When I first read the project description, I was very excited. In high school, I worked in a warehouse, so I dealt with poorly constructed wooden crates that broke easily quite frequently. I always thought that these crates looked cool, but they just fell apart if you dropped them and were flimsy. That is why I sought to create a wooden crate that had the same, simple aesthetic, but more structural integrity and woodworking skills. To do this, I found some 1″ x 4″ lumber and started making miter cuts. I cut the wood at a 45 degree angle in order to join them cleanly in final assembly. The shorter side of the miter cut was set to 14″ as the 1″ x 4″ wood was really only 3.5″ wide, making 14″ logical to place 4 base boards. I had to cut 12 of these mitered boards and used the miter saw. Then I cut 4 base boards out of the 1″ x 4″ and cut them to 14″. Finally, I cut four 16″, 1″x 1″, poles to construct the crate. After cutting, I routed each piece of wood with the hand router and used the 3/8″ round over bit. However, I set the bit a little higher in order to create a sharp edge with the rounded part and the rest of the wood. I liked how this looked and did that with every piece of wood that can be seen below along with the miter saw and router. Below I also included a picture of the routing pattern. This picture is from a test piece of wood and deeper than the actual crate, but it gives perspective:
After cutting the wood, I made sure to fit all the wood together and fix any issues that arose there. The first step of this was to join one corner of the base together and then attach the base boards:
This allowed me to add the next two lower boards and create the entire base. I then used the rest of the mitered wood to create two more squares and roughly figured out the details on how I would mount them to the rest of the box. I used this to determine that the gap between each board was going to be 3 3/16″. I mounted the wood using a 1/8″ screw bit to drill the pilot holes. This process took a while, but I was able to get the appropriate fit. After this, I counter sank all of the screws with the 5/16″ router bit and began post processing. One thing that occurred with the miter joints was that they had a small gap. Rather than get discouraged, I used this as an opportunity to add a different wooden element as an inlay. I got some scrap wood and glued it into the gap in order to add another aesthetic element. Below are pictures of a well fitted joint and one that needed an inlay:
After fixing all the gaps and countersinking the screws, I was able to start sanding. For the entire sanding process, I left the entire crate assembled and just used smaller scraps of sandpaper to get the corners. To begin I rounded off all the sharp edges with a file and got any rough areas smoother. The file was mainly used to remove large sections of wood. I then got the orbital sander and 40, 80, 100, 180, 320, and 400 grit sandpaper. I used this to smooth out all the outside boards and some of the corners. I started with 40 grit, sanded all reachable surfaces, and then repeated with 80 grit all the way to 400 grit. This created a very smooth finish on the outside and inside boards. To get the smaller areas, I used long strips of 100, 220, and 400 grit sand paper. I then sanded the smaller surfaces so that there were no rough areas and the corners were nearly rounded.
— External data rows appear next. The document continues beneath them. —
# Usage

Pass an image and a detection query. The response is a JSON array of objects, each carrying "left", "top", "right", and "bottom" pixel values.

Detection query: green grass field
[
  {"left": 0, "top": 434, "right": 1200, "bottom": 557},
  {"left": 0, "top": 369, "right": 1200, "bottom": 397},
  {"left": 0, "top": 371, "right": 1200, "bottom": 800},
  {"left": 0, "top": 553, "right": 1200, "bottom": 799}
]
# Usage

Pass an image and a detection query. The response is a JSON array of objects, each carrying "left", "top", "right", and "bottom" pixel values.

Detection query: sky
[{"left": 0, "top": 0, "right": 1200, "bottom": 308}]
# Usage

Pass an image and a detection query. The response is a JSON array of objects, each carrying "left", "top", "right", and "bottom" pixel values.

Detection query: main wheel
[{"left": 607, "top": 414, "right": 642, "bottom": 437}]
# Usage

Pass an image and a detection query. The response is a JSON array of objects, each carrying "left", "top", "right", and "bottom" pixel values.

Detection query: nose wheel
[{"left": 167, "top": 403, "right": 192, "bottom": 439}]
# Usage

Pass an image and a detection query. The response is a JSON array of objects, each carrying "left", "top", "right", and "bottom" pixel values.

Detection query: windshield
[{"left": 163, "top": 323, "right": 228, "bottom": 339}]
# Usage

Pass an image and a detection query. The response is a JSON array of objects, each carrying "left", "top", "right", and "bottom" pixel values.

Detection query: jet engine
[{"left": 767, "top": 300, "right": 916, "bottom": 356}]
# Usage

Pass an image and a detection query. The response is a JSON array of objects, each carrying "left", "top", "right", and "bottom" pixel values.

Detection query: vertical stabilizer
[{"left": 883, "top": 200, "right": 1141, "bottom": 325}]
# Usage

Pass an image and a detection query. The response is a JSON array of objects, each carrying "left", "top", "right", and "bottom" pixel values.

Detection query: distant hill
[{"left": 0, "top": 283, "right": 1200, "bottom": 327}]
Finally, I used a lot of paper towels to apply a tung oil finish on all the surfaces of the box. I initially wanted to do a darker stain, like walnut, but then realized that I wanted to preserve the lighter appearance of the box. There were many sections where the wood had small imperfections and I wanted to showcase those with a light stain. I also liked this stain as it didn’t make the crate look too fancy. My goal was to create something that was unassuming from a distance, but up close one could see some craftsmanship. The final crate looks like this:
Looking back, there were many aspects of this project that I enjoyed and some changes I would implement. My crate was design for larger items and I like how it looks. However, small objects may be stored in this crate, making some of the gap between boards too big. I may have added one more board to minimize the gap, but I ran out of time. While the miter joints give a nice aesthetic, it was very hard to make them flush. In the future, I would still do miter joints, but I would take more time to cut them. I had to do a lot of file work in order to get some of the joints to look presentable. I really wanted to do more custom wood carving and file work, but I like how the joints turned out with the rounding and sanding. My favorite aspect of my crate is how it is approximately a cube, not a rectangular prism. Overall, I enjoyed working on this project, but wished I had started earlier to minimize the amount of work I had to do post processing.
For a cost analysis, I worked on this for about 8 hours. The average salary of a woodworker according to indeed.com is $19 per hour. Given my lower level of skill, I will set this to $15 / hr. I used four 16″ 1″x1″ boards, 12 approximately sixteen inch 1″x 4″ boards, and 4 fourteen inch 1″ x 4″ boards. This equates to 64 inches of 1″ x 1″ and 248 inches of 1″ x 4″. Using the Home Depot website, this wood costs around 30 dollars and there were 54 screws which adds up to around around 5 dollars. The wood stain can be bought for 20 dollars a can, but I didn’t use the whole can, so we can estimate that to be around 4 dollars. Therefore the total cost of the crate with labor is $159.